The 76-year old ballroom doyen is working with Smart Energy GB to produce a package of advice for over-70s worried about energy bills and energy consumption during lockdown.

Research by Smart Energy GB reveals 48% of older people admit that the recent lockdown has meant that they pay more attention to their outgoings.

And while some report lockdown has increased their energy bills, many are finding new energy-saving habits to control costs, which 43% claim they'll stick with when the world starts to get back to normal.

"Like many people in the 70+ age group, I found it took a while to adjust to staying at home," admits Goodman.

"I have missed not being able to hug my grandchildren and taking them to the park to play. But I know it's been for our own safety, and technology is incredible at allowing us all to keep in touch.

“We are all spending more time at home, and of course, probably using more energy. So, we've been trying to think of ways to keep busy and reduce our energy consumption at the same time.

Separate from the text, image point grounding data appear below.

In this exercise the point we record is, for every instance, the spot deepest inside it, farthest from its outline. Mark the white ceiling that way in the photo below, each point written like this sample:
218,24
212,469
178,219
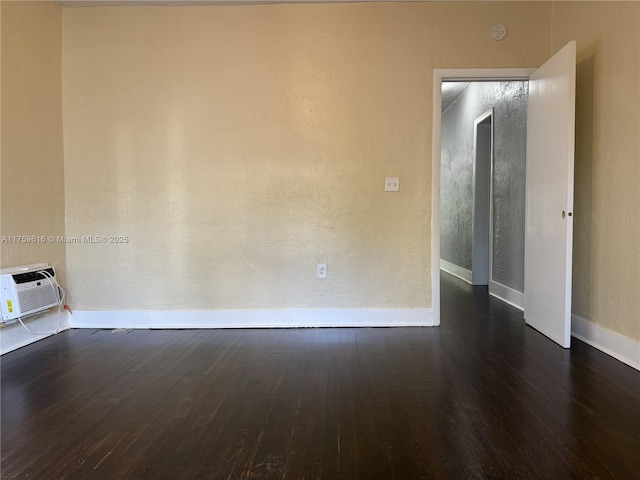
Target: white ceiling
132,3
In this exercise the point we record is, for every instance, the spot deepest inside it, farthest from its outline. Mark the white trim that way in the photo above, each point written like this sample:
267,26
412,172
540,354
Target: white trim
463,74
507,294
14,335
618,346
456,271
284,318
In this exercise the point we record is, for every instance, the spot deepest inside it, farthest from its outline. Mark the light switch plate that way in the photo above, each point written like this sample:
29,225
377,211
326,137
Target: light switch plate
391,184
321,270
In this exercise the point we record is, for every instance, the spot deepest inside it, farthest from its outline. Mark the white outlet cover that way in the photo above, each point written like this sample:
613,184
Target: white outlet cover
498,32
392,184
321,270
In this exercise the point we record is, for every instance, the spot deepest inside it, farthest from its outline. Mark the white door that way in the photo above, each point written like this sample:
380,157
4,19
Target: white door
549,217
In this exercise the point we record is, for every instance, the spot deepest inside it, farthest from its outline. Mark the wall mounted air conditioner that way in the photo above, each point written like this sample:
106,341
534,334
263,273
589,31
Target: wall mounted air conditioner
27,290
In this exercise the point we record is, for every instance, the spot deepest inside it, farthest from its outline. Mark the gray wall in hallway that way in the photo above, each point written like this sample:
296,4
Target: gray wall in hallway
509,100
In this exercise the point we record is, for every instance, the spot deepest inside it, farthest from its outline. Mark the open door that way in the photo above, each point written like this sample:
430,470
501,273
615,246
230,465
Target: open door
549,210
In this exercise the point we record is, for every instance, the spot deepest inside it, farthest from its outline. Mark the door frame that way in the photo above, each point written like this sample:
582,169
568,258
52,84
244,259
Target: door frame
462,75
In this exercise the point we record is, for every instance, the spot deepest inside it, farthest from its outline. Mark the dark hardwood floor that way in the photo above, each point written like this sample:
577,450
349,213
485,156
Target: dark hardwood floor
483,396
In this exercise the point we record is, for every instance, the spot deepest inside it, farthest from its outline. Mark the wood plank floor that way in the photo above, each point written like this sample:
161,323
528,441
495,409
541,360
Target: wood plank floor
483,396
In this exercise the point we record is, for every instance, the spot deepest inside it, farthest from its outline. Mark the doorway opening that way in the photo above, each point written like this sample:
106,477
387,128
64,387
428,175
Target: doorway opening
483,184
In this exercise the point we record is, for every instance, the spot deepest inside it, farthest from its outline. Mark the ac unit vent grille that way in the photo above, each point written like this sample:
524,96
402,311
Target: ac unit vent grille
37,299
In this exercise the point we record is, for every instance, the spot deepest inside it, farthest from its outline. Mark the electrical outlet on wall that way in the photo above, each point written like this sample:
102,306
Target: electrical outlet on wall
321,270
392,184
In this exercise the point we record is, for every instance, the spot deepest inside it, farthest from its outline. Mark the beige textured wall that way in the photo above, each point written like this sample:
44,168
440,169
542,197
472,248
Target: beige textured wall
32,161
237,147
607,191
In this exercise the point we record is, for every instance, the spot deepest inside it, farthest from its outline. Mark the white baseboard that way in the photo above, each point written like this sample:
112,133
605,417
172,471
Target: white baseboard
14,336
507,294
618,346
456,271
285,318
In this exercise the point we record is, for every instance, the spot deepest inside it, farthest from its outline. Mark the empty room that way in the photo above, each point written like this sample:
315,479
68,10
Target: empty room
294,240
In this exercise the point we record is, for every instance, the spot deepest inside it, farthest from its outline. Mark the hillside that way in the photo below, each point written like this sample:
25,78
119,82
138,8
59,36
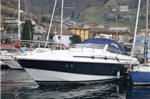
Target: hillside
82,11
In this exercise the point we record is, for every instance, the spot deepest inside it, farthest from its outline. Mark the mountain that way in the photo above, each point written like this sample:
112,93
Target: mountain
82,11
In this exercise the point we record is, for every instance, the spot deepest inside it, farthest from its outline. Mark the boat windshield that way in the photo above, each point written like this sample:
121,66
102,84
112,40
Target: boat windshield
90,45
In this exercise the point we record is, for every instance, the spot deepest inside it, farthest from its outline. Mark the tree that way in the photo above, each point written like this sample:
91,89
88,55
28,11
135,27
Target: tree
27,33
75,39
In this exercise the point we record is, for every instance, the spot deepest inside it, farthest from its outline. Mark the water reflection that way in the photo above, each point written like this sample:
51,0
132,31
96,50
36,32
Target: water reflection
18,85
138,92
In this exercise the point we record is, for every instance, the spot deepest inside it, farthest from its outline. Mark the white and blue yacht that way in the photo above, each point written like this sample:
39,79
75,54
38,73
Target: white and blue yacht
95,59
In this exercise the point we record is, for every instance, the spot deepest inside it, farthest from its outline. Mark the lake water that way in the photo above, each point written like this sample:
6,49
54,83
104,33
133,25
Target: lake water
17,84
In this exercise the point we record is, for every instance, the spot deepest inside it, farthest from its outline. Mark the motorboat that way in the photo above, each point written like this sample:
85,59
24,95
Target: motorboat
95,59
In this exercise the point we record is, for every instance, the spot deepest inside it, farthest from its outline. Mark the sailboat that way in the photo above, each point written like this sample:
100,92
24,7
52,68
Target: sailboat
140,74
95,59
7,57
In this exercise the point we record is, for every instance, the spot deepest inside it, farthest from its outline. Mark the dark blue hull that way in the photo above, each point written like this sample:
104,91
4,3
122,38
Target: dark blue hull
139,78
87,68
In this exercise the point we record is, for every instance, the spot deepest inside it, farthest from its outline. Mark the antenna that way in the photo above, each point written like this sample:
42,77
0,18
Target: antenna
62,6
135,32
51,23
146,34
18,19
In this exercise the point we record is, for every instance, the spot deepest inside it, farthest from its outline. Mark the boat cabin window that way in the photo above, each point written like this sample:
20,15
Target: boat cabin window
90,45
113,49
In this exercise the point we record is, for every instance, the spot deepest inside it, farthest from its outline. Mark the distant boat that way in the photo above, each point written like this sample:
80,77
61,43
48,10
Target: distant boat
95,59
140,74
8,59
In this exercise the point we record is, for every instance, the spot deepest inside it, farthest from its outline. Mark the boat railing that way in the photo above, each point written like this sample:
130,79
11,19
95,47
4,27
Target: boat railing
32,44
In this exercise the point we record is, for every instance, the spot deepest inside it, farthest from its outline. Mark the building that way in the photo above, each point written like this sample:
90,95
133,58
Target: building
82,32
65,38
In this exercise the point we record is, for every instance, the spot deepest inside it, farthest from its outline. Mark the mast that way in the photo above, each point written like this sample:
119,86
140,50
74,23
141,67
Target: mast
135,32
62,6
146,34
19,20
52,17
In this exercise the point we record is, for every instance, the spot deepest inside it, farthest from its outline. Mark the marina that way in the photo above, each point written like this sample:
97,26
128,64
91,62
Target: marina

"My wife and I have been sorting out lots of things in the house - my wardrobe, for one, and we’ve been strict about clothes we haven’t worn in a while, so have a nice selection ready for the charity shops once they re-open.

"We try and have energy-free time too. We've been doing jigsaw puzzles together, playing cards, painting the fence in the garden and I now have a vegetable patch all grown from seeds - though it uses a different kind of energy!

"As well as these day-to-day practical tips, anyone who is concerned about their energy bill, especially those of a pensionable age, should visit the Smart Energy GB website or speak to their supplier to understand the advice and help available."

And Goodman is not alone - research revealed 45 per cent of older people believed the current crisis has made them realise that they’re more resourceful than they thought.

Changes that these households have made to make their money go further include having energy-free time, only buying essential items and making meals from scratch, and using a smart meter to monitor their energy usage.

Switching off lights in unoccupied rooms, turning off all unused electrical sockets, not charging devices longer than necessary and batch cooking are just some of the small ways people are reducing their energy.